If buying a drying rack isn't an option, two small nails into a wall with string tied between them to make a washing line is a great alternative. You can pick up a bag of small wooden pegs cheaply from most craft shops. You can then peg your prints side by side along this line of string. Try not to overlap the prints too much in case they smudge and be aware of leaving windows open too wide should a strong gust of wind whip the prints off the line.
Be wary of buying larger pegs that might have teeth that can damage your paper. If you want to use large plastic pegs, try to get soft grip pegs that won't leave marks.
Drying in a hurry
Sometimes it can feel frustrating when waiting for prints to dry, either for an exhibition or between colour layers but try to be mindful that this is all part of the process. If we wanted a fast medium, we'd use a computer to print our designs. The slow roll of linocut is all part of the process so try to embrace it if you can.
Saying that, in my early days of learning I have tried most of the 'emergency' ways of drying a linocut print. I've hung them above radiators and even put them in ovens (not advisable). I think I even microwaved a print once in a hurry - do not try that one at home please. try using a dehumidifier as I mentioned above to suck the excess moisture out the air.
Open a window to get that air circulating. I love the summertime for lots of reasons but a big one for me is being able to throw open the windows and have that lovely warm air dry my prints in half the time it takes in winter.

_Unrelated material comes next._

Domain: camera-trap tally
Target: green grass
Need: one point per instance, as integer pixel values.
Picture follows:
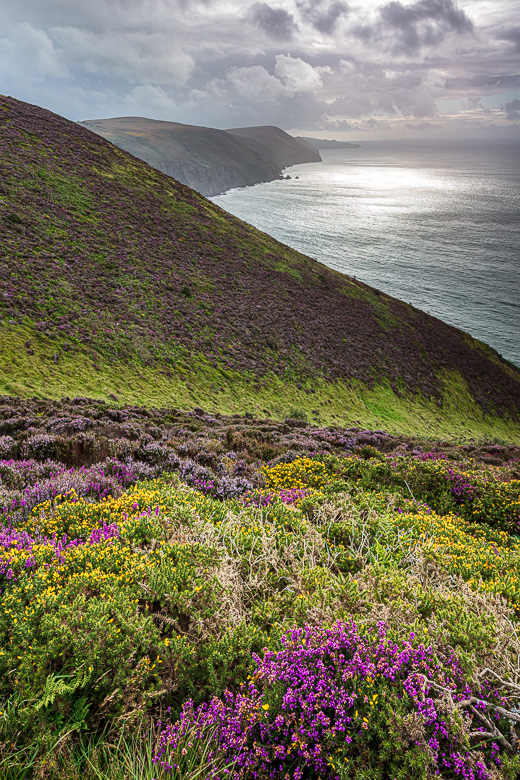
(194, 382)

You may have heard some people talk about using chemicals to dry their prints. In my opinion, cobalt, wax and other chemical driers are so damaging to the environment that they should be avoided. Even the rags and cloths used to clean up these chemicals should be disposed of separately from your 'normal' rubbish and care taken not to get any in the water system. It is advised to use gloves and use these chemicals in a well ventilated space. Please try to aim for more natural methods (for which there are plenty) though.
I'm constantly learning in linocut and sometimes you have to make these mistakes so you can better plan for next time.
For example, I print my linocut Christmas cards in summer when I know they will dry much faster than if I leave it until November to print them. Equally, if I am printing any greeting cards on much thicker paper than I would normally print on, I account for an extra couple of weeks drying time before I need to use or sell them.
Darker inks in my experience take longer to dry so try to factor that into your creative process. Using a thicker paper like Somerset will take longer to dry than a thin Japanese paper, too.